Using the James Webb Space Telescope (JWST), astronomers have demonstrated that faint miniature galaxies cleared the blurred fog of atomic hydrogen in the early universe, allowing starlight to pass through the universe for the first time.
The study, published today in the journal Nature 1, provides evidence that dwarf galaxies, about 100 times smaller than the Milky Way, triggered a process known as reionization, which changed the course of cosmic history. "The universe has become transparent," said Hakeem Artek, an astrophysicist at the Institut de Astrophysics in Paris and lead author of the study. "It is because of reionization that we can see galaxies far away. ”
Rise from the Cosmic Dark Ages.
For about 380,000 years after the universe was large, the universe was a hot, dense furnace of subatomic particles. When the universe cools, free electrons and protons combine to form a gas made up of neutral hydrogen atoms.
What followed was a dull dark period. This continued until the gas collapsed in some places and merged to form the first stars, producing ultraviolet light. However, the remaining gases that permeate the universe either absorb or disperse this light. Thus, the universe resembles a foggy forest, dotted with dim flickering fireflies, and the light source can only be seen at short distances.

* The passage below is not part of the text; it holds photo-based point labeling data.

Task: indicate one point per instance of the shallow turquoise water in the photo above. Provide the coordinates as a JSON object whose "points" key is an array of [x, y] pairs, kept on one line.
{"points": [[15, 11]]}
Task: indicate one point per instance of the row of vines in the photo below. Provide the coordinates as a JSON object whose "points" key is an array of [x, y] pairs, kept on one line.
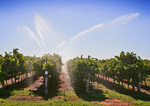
{"points": [[127, 67], [14, 64]]}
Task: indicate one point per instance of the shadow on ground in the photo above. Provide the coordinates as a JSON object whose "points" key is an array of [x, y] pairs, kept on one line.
{"points": [[120, 89], [53, 86]]}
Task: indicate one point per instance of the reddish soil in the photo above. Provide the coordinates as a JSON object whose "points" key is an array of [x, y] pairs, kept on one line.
{"points": [[114, 102], [26, 98]]}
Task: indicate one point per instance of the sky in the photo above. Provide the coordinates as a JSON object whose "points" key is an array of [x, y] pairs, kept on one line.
{"points": [[100, 28]]}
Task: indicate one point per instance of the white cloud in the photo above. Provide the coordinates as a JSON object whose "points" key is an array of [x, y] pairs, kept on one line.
{"points": [[60, 45], [28, 30], [122, 19], [88, 30], [125, 18], [42, 27]]}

Astronomers detected light from the first star in the universe.
To make space transparent, it is necessary to bombard this gas with powerful "ionizing" radiation, which can convert neutral hydrogen atoms into charged hydrogen particles or ions. The three candidates are high-energy jets of light known as quasars, powered by supermassive black holes; Massive galaxies about the same size as the Milky Way; Finally, there are the "little fish" – dwarf galaxies.
Claudia Scarrata, an astrophysicist at the University of Minnesota in Minneapolis, said massive galaxies absorb large amounts of their own ultraviolet light. And maybe there are too few quasars to coordinate the whole process. However, dwarf galaxies are small enough to easily escape the ultraviolet light they produce.
Observations of young dwarf galaxies closer to Earth have shown that they can emit ionizing radiation. James Rhoads, an astrophysicist at NASA Goddard Space Flight Center in Greenbelt, Maryland, said that still, "nothing corroborates this better than actually getting data from early galaxies." However, dwarf galaxies in the reionization era are too small and faint to detect – even JWST.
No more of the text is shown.